# Password reset cleared all my history  :-(



## Keata (Nov 17, 2021)

As a result of getting a new computer I had to reset my password here at TUG.  While it shows I have been a  member for a long time it shows no messages.  With all the fraudsters I really hope this doesn't impact me ability to be a renter or rentee.  Anyway to fix this?  Thanks


----------



## dioxide45 (Nov 17, 2021)

Have you always posted as @Keata ?


----------



## Passepartout (Nov 17, 2021)

Getting a new computer shouldn't affect your username/password. If you enter them as they are registered, your account and messages will be restored.


----------



## Keata (Nov 17, 2021)

dioxide45 said:


> Have you always posted as @Keata ?



Yes I have


----------



## Keata (Nov 17, 2021)

Passepartout said:


> Getting a new computer shouldn't affect your username/password. If you enter them as they are registered, your account and messages will be restored.



The issue was I forgot my password so I needed to reset it - that is what caused this to happen


----------



## TUGBrian (Nov 17, 2021)

is no link between your password and the number of messages you have.  it shows this account as a guest registered in 2015.

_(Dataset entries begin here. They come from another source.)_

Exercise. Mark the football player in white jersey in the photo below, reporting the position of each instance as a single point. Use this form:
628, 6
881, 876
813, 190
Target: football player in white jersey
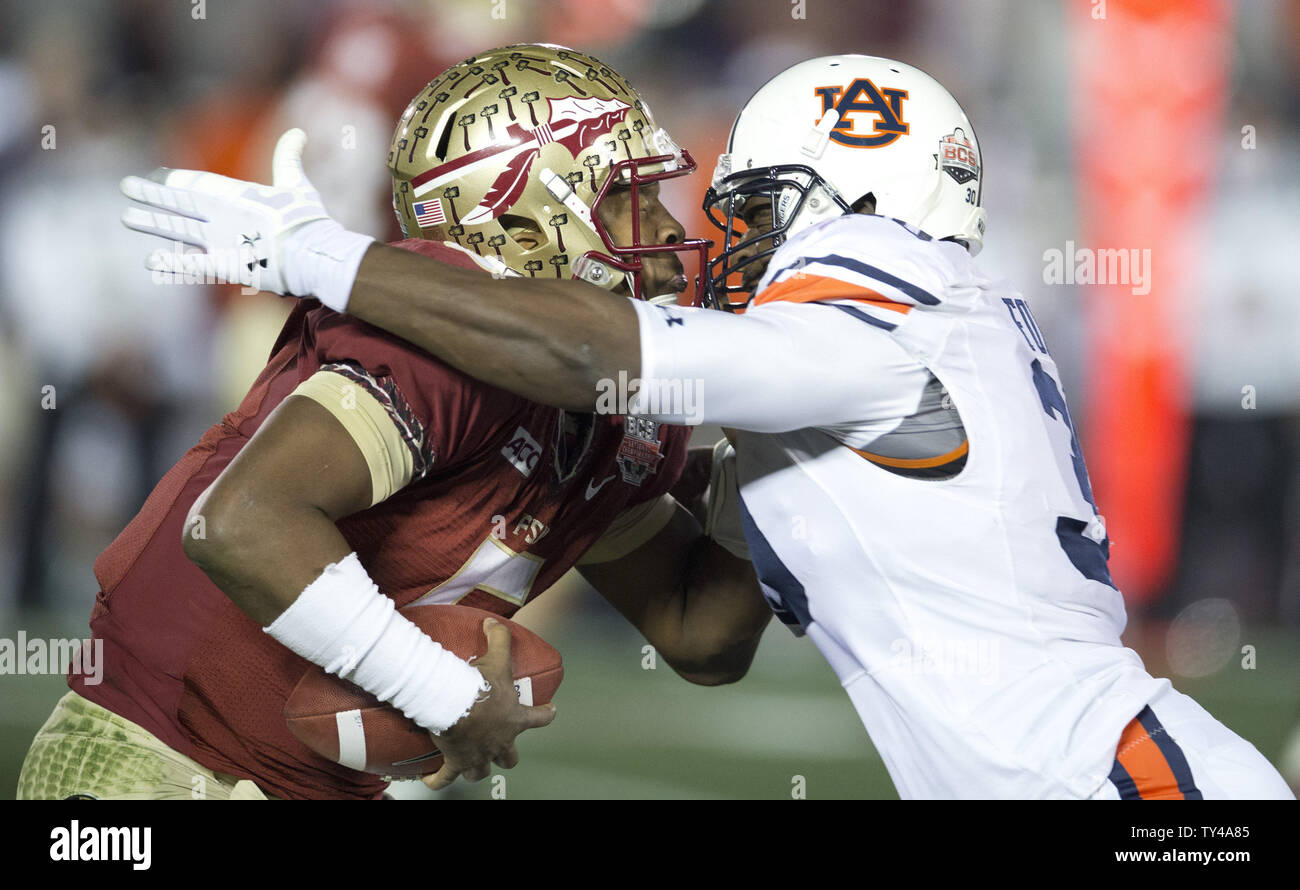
910, 485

there is also no record of any membership under this name or email address.  if you have posted many times since joining, im guessing you did it under a different login?

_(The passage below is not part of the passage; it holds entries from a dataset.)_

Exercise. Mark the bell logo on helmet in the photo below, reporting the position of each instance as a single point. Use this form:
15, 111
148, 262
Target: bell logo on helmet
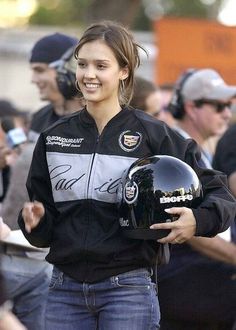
130, 192
129, 140
123, 222
175, 199
146, 188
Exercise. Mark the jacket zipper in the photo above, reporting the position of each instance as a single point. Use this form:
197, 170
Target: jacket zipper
91, 166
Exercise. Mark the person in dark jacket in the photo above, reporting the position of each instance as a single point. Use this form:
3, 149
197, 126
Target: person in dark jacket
46, 51
102, 280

is a match to your IP address for the username KiKiDee that has hundreds of posts.


----------



## Keata (Nov 17, 2021)

Thank you Brian.  I thought I used Keata here as well as Cruise Critic - it is KikKi Dee that is for TUG.  Boy what a senior memory moment


----------



## Passepartout (Nov 17, 2021)

Keata said:


> Thank you Brian.  I thought I used Keata here as well as Cruise Critic - it is KikKi Dee that is for TUG.  Boy what a senior memory moment


Now if you can dredge up that old password from your memory, your archives should be made whole.


----------



## Makai Guy (Nov 17, 2021)

Lost passwords can be dealt with:
Lost password - how to have it reset


----------



## chapjim (Nov 18, 2021)

Keata said:


> Thank you Brian.  I thought I used Keata here as well as Cruise Critic - it is KikKi Dee that is for TUG.  Boy what a senior memory moment



Like I ain't never done that!  (Hat tip to Larry the Cable Guy)


----------